Personal information
- Born: October 14, 1978 (age 47) Memphis, Tennessee, U.S.
- Listed height: 6 ft 2 in (1.88 m)
- Listed weight: 285 lb (129 kg)

Career information
- High school: Melrose (Memphis)
- College: Alabama
- NFL draft: 2003: 5th round, 145th overall pick

Career history
- Carolina Panthers (2003–2007); Atlanta Falcons (2008);

Awards and highlights
- First-team All-SEC (2002); 2× Second-team All-SEC (1999, 2001);

Career NFL statistics
- Total tackles: 123
- Sacks: 10.5
- Forced fumbles: 2
- Fumble recoveries: 3
- Interceptions: 1
- Defensive touchdowns: 1
- Stats at Pro Football Reference

= Kindal Moorehead =

American football player and coach (born 1978)

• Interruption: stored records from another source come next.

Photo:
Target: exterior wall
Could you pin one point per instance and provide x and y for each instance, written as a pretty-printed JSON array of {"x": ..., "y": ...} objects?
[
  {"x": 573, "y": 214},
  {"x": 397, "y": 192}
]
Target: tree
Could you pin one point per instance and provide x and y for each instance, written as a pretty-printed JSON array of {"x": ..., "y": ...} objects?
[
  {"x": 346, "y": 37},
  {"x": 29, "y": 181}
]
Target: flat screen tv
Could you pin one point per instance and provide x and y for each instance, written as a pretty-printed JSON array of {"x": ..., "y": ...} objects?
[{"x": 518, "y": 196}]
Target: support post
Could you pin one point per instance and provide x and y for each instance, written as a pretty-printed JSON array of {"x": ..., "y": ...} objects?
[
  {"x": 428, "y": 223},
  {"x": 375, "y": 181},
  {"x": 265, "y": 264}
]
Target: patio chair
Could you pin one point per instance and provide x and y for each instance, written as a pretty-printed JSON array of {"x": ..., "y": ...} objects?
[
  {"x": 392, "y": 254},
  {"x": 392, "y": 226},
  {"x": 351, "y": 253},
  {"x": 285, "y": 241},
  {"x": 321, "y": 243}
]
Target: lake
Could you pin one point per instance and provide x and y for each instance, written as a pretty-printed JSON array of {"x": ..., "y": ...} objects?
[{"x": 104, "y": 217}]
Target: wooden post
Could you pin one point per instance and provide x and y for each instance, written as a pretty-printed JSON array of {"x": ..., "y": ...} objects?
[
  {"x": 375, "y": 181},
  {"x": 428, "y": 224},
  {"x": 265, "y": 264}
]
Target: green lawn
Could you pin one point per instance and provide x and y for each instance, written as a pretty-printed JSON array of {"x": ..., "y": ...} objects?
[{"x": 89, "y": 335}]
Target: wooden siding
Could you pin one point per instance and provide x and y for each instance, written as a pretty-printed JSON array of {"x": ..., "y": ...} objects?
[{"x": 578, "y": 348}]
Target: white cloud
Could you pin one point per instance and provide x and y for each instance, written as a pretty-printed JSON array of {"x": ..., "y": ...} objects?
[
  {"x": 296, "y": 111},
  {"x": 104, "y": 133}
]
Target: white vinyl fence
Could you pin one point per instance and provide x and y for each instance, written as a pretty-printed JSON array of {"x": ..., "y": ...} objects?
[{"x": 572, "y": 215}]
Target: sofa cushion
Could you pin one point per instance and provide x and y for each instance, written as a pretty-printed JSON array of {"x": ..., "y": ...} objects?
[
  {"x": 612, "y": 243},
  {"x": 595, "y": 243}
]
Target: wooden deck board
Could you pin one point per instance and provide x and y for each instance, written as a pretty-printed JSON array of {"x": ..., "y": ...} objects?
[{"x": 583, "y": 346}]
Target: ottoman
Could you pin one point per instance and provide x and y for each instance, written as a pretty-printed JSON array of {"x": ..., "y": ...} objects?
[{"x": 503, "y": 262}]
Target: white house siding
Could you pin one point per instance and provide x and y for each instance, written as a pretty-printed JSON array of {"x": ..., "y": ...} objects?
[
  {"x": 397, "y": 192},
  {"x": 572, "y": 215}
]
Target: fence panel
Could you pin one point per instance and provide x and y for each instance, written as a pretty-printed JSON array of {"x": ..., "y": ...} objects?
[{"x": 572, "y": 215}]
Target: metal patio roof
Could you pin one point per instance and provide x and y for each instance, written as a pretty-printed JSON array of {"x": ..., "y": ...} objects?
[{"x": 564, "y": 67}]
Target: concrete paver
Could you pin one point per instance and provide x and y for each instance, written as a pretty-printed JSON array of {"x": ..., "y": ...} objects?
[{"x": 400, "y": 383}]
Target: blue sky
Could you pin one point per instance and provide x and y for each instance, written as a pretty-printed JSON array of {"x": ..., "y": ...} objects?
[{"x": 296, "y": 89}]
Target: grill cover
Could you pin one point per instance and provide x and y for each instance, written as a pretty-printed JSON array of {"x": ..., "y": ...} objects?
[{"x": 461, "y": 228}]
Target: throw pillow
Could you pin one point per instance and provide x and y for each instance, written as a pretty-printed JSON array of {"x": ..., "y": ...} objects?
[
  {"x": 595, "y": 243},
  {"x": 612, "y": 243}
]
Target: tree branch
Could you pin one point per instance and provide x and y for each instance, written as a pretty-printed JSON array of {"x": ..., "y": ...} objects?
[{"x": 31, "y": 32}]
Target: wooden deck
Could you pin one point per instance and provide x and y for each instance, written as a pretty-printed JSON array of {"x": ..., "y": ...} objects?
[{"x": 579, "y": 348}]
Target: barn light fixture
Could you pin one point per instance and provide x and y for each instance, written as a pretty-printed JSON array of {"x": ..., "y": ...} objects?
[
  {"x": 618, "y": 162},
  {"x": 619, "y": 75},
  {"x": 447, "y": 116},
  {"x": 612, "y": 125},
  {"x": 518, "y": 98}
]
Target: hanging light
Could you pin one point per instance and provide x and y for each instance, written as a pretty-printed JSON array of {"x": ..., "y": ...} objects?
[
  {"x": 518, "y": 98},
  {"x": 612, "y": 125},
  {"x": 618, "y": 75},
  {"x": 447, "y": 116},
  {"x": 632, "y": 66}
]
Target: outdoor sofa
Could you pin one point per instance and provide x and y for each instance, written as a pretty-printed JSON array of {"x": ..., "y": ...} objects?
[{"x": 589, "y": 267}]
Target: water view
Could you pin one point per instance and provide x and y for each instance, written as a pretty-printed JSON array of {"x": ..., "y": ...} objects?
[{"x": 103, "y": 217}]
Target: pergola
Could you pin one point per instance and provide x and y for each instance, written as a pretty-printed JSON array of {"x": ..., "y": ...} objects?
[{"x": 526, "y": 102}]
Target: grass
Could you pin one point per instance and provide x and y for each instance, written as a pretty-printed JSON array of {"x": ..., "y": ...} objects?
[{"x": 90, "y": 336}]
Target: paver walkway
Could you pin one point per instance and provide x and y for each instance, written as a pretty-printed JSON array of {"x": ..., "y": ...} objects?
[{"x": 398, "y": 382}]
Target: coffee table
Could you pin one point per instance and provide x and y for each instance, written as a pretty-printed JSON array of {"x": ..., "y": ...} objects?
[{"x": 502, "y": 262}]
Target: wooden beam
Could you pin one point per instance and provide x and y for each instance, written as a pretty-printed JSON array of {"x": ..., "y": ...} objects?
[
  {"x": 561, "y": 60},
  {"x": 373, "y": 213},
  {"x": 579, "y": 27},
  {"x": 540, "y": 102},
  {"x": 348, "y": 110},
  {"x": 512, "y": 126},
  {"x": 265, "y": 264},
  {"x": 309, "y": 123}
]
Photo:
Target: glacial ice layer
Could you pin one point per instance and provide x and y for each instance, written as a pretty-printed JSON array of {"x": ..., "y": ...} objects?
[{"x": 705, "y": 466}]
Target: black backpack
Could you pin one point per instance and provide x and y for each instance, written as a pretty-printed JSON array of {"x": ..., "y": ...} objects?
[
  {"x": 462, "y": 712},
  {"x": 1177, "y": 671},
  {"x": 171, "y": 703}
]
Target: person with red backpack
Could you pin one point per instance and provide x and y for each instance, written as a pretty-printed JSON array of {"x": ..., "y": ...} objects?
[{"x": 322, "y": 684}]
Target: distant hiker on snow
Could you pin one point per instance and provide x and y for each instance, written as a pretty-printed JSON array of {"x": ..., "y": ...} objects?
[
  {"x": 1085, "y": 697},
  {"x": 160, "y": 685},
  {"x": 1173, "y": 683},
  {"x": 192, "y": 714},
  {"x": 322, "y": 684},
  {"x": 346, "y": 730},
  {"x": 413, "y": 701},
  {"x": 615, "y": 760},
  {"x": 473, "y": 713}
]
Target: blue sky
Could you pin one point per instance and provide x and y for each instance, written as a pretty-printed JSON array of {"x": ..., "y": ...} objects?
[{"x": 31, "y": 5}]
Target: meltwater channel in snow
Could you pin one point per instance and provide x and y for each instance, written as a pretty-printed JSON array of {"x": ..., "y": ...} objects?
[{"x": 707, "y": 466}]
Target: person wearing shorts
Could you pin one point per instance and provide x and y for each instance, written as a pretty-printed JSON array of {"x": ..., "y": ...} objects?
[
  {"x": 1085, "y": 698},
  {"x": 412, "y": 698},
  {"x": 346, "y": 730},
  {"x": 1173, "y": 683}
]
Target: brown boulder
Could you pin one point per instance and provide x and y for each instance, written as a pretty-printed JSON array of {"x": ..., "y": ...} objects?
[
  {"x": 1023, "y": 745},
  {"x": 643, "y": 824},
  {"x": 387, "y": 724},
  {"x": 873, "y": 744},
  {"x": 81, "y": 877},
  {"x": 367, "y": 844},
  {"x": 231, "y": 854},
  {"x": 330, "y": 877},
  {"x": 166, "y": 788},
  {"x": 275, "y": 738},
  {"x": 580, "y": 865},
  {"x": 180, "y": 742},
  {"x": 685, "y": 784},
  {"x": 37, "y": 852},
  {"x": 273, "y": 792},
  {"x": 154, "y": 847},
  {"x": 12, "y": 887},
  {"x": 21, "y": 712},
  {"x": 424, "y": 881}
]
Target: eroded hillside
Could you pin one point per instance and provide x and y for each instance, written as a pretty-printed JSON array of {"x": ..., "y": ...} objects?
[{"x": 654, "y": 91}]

Kindal Jerome Moorehead (born October 14, 1978) is an American former professional football player who was a defensive tackle in the National Football League (NFL). He was selected by the Carolina Panthers in the fifth round of the 2003 NFL draft. He played college football for the Alabama Crimson Tide.

==Early life==
Moorehead played high school football for Melrose High School in Memphis, Tennessee where he earned USA All-American, Parade All-American, Mr. Football and a state championship in 1997. He was teammates with Cedrick Wilson Sr. who also made it to the NFL and earned a Super Bowl ring with the Pittsburgh Steelers in 2005.

==College career==
Moorehead was a first-team All SEC college football for the Alabama Crimson Tide.

==Professional career==
===Carolina Panthers===
Moorehead was selected 145th overall by the Carolina Panthers in the fifth round of the 2003 NFL draft. He played for the Panthers from 2003 to 2007. During the 2004 season, he served as a replacement for the injured Kris Jenkins at defensive tackle, despite playing with a sore shoulder.

===Atlanta Falcons===
Moorehead joined the Atlanta Falcons during the 2008 season.

==Coaching career==
In 2010, Moorehead joined Nick Saban's staff at Alabama as an assistant strength and conditioning coach. In July 2020, he was hired at Tennessee in the same capacity.